La démocratie n'est autre chose qu'un slogan que si les citoyens participent à la prise des décisions qui les concernent. Mais cela ne donne encore aucune définition du mot même de "citoyen". L'étymologie, là, répond : le citoyen, c'est l'homme (et la citoyenne, la femme) de la Cité -au sens non de la seule commune, mais de la République. En d'autres termes, l'habitant, l'habitante. Cette définition ne renvoie à aucun critère de nationalité, elle ne renvoie qu'à l'habitat et à l'insertion sociale : j'y suis, j'y vote, j'y siège. Et la légitimité des institutions politiques étant, en démocratie, fonction de la part de la population qui peut concourir à leur désignation, accorder aux étrangers résidents le droit, non seulement de voter mais aussi d'élire, et non seulement dans la commune mais aussi au niveau cantonal, procède de la même démarche qui fit passer (péniblement) du suffrage censitaire au suffrage universel (il y aura fallu deux révolutions), et du suffrage exclusivement masculin au suffrage sans discrimination de sexe (il y aura fallu une grève générale et des décennies de combat féministe). Et on n'évoquera qu'en passant les 250 ans qui séparent la création de la République de Genève de l'octroi  du droit de vote... aux catholiques.

La citoyenneté n'est pas la nationalité : la première est une pratique, qui peut faire l'objet de distinctions selon qu'elle concerne la commune, le canton ou la Confédération, la seconde est un statut légal unique, indistinct, fondé soit sur le hasard de la naissance, soit sur un octroi administratif. Et la démocratie n'est autre chose qu'un slogan que si les citoyens participent à la prise des décisions qui les concernent. Botter en touche en invoquant la naturalisation comme moyen de faire accéder des étrangers aux droits politiques n'est de ce point de vue, dans un pays dont le droit de la nationalité est fondé sur le droit du sang, qu'une forme de déni de réalité, quand des centaines de milliers d'"étrangers" sont nés en Suisse, et sont donc d'ici, et pas d'ailleurs. La commission municipale des naturalisation de la riante (on le suppose, du moins) commune Schwytzoise d'Arth a refusé d'accorder la nationalité suisse à un Italien, vivant en Suisse depuis trente ans, parce qu'il ne savait pas que les loups et les ours du parc animalier de la région partageaient le même enclos. Fin janvier, c'est le Tribunal fédéral qui a tranché : on ne peut pas refuser la nationalité suisse à quelqu'un pour une raison aussi futile, une telle décision violant le principe de l'interdiction de l'arbitraire.
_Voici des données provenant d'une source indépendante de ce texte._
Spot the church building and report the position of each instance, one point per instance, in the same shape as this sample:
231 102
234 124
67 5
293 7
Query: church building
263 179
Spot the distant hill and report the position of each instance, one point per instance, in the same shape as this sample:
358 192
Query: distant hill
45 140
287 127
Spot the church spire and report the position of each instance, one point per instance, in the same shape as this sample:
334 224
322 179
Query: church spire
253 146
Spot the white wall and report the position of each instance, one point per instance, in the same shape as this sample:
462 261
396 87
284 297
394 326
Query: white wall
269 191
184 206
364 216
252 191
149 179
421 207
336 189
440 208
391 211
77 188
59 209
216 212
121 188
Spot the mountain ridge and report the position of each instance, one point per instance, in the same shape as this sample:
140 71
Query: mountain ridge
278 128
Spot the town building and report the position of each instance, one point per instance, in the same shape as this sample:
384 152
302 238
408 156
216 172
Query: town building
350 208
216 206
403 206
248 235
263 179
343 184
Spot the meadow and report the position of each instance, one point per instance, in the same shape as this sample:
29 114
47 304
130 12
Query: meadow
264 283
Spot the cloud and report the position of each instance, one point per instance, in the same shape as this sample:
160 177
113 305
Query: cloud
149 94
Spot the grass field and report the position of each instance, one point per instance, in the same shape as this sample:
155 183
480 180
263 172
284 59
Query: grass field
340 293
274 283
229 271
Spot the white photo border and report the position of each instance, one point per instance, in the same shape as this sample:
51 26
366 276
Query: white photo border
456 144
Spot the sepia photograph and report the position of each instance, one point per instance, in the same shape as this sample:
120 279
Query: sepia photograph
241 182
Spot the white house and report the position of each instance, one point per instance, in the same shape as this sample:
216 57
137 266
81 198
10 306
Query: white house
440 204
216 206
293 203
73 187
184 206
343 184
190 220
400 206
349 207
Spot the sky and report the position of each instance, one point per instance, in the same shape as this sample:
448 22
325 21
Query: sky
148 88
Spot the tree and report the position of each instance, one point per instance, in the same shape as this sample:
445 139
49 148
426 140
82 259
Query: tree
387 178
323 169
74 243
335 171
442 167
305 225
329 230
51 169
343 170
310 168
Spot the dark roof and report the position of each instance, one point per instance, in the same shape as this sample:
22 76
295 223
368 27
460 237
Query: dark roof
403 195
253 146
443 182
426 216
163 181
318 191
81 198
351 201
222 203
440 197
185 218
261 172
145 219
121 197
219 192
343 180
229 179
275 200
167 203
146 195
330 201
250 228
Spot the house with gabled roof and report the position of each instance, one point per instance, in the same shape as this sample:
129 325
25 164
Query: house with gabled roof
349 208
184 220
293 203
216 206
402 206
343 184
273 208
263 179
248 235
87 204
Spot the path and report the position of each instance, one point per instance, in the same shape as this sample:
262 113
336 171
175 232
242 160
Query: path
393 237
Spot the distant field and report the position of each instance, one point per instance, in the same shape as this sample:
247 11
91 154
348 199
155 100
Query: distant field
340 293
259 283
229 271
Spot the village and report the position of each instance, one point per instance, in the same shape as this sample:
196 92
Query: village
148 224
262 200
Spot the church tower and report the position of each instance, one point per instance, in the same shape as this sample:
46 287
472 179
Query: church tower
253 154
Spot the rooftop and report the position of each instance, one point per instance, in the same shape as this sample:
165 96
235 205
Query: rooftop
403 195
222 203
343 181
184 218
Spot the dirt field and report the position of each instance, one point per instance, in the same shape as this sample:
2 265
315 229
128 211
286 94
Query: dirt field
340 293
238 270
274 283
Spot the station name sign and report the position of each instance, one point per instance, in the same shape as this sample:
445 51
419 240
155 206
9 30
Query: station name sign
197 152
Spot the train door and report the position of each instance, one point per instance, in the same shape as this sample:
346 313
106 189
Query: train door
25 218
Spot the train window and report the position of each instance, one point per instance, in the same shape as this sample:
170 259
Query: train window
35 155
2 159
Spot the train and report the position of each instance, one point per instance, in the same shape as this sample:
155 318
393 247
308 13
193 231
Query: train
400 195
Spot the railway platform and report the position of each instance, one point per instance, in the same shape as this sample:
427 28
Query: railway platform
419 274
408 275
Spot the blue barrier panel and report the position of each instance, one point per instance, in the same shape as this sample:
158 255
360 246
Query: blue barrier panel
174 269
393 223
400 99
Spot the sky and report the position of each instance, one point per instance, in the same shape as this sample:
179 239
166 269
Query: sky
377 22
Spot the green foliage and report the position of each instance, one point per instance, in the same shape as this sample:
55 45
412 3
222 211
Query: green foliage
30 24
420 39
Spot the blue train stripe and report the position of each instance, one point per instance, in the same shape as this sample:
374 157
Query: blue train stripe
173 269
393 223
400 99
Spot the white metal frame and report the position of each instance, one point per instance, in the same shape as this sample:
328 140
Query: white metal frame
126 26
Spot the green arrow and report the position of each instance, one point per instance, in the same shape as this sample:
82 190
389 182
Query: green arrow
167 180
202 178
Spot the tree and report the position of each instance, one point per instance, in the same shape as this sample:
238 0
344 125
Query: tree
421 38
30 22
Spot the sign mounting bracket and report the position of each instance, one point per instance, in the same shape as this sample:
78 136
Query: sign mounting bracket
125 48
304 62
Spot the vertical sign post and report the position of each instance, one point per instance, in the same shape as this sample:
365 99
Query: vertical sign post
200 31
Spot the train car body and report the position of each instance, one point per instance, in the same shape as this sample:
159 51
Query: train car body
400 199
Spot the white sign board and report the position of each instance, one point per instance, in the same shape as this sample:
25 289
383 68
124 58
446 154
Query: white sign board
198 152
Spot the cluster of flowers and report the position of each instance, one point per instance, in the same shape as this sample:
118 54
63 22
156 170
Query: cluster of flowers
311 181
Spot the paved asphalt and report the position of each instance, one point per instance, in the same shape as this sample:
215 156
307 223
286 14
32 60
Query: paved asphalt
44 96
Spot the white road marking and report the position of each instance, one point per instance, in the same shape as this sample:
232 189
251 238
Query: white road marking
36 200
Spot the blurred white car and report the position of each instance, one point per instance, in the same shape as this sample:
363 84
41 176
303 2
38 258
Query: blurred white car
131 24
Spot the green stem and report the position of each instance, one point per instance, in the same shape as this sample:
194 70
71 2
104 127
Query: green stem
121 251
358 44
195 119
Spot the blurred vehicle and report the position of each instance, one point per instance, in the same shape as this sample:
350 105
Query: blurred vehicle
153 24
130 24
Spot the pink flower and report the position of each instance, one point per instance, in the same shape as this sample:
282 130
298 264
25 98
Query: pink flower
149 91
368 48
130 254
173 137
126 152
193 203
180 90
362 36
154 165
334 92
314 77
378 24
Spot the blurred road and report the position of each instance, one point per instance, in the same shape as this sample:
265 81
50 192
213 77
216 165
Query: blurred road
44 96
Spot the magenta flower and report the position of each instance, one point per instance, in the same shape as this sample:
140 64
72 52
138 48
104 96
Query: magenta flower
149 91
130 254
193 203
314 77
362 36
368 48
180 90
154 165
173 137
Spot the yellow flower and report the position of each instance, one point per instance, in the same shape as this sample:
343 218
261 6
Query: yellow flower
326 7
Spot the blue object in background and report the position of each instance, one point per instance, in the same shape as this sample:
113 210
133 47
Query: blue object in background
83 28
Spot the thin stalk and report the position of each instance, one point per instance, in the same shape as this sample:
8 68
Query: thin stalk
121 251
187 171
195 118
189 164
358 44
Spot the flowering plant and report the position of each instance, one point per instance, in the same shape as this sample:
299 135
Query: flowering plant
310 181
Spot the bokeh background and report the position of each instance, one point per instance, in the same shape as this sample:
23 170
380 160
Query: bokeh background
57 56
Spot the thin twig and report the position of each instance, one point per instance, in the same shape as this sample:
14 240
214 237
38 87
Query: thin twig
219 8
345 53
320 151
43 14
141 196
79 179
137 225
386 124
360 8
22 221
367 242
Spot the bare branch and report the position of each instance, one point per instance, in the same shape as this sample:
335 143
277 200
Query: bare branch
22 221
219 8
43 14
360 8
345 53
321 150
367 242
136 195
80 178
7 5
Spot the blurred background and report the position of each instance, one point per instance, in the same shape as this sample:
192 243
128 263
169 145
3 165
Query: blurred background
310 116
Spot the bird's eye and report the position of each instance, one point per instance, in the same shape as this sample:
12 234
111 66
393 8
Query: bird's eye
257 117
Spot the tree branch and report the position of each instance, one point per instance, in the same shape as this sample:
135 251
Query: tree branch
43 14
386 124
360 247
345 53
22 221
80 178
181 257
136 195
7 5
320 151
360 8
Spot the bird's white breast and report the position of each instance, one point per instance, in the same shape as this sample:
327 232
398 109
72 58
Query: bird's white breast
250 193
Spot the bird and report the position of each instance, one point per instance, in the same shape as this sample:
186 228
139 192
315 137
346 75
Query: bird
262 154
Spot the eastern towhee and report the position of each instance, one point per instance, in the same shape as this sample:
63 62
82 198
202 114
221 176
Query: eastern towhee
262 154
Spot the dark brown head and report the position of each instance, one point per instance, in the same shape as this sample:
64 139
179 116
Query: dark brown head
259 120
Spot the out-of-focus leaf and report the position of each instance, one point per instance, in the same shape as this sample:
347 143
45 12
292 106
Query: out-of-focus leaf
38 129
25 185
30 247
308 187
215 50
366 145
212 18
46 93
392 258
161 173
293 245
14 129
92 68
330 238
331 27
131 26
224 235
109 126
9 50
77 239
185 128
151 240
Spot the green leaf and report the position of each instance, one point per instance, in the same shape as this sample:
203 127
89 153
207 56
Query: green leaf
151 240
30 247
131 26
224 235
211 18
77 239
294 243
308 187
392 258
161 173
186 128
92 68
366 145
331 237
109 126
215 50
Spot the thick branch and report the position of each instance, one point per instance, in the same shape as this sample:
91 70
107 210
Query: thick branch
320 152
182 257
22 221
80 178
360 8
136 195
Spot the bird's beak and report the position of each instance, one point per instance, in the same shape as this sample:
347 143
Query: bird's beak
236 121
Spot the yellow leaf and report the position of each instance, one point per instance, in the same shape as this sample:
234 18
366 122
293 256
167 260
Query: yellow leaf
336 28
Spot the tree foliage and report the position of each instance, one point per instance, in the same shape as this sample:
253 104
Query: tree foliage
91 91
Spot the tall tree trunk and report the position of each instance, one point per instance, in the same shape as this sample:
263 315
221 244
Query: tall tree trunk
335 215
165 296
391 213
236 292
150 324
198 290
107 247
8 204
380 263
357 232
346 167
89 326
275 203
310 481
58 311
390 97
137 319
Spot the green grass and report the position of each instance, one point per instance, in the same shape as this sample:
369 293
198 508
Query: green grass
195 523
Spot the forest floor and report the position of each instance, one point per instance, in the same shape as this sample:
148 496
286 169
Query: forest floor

On conclura en reprenant les mots de la socialiste Sandrine Salerno et de la démocrate-chrétienne Anne-Marie von Arx-Vernon : "Lorsque l'on vit dans un endroit, qu'on y élève ses enfants, qu'on participe de mille et une façon, voter et élire me semble une évidence", dit la première, "A partir du moment où des gens font partie de la communauté, vivent dans le même contexte, paient des impôts, il me semble normal qu'ils puissent aussi participer pleinement à la vie politique locale". De cette évidence, il reste à convaincre celles et ceux qui ont déjà le droit de voter au plan cantonal pour qu'ils l'accordent enfin à celles et ceux qui ne l'ont pas encore. Au fond, c'est le même combat que celui qu'il a fallu mener pendant des décennies pour que les femmes aient droits de vote et d'éligibilité communaux, cantonaux et fédéraux : ce sont les hommes, qui en disposaient seuls, qu'il a fallu convaincre de les accorder aux femmes. Ce sont les Suisses qu'il faut convaincre aujourd'hui à Genève d'accorder aux étrangers(et encore, pas tous...) les droits dont eux, les Suisses aux urnes noueuses, disposent déjà. C'est ainsi que progressent la démocratie, la République et la Cité : en s'élargissant. Des hommes aux femmes, des vieux aux jeunes, des riches aux pauvres, des indigènes aux étrangers.

Cela s'appelle le suffrage universel.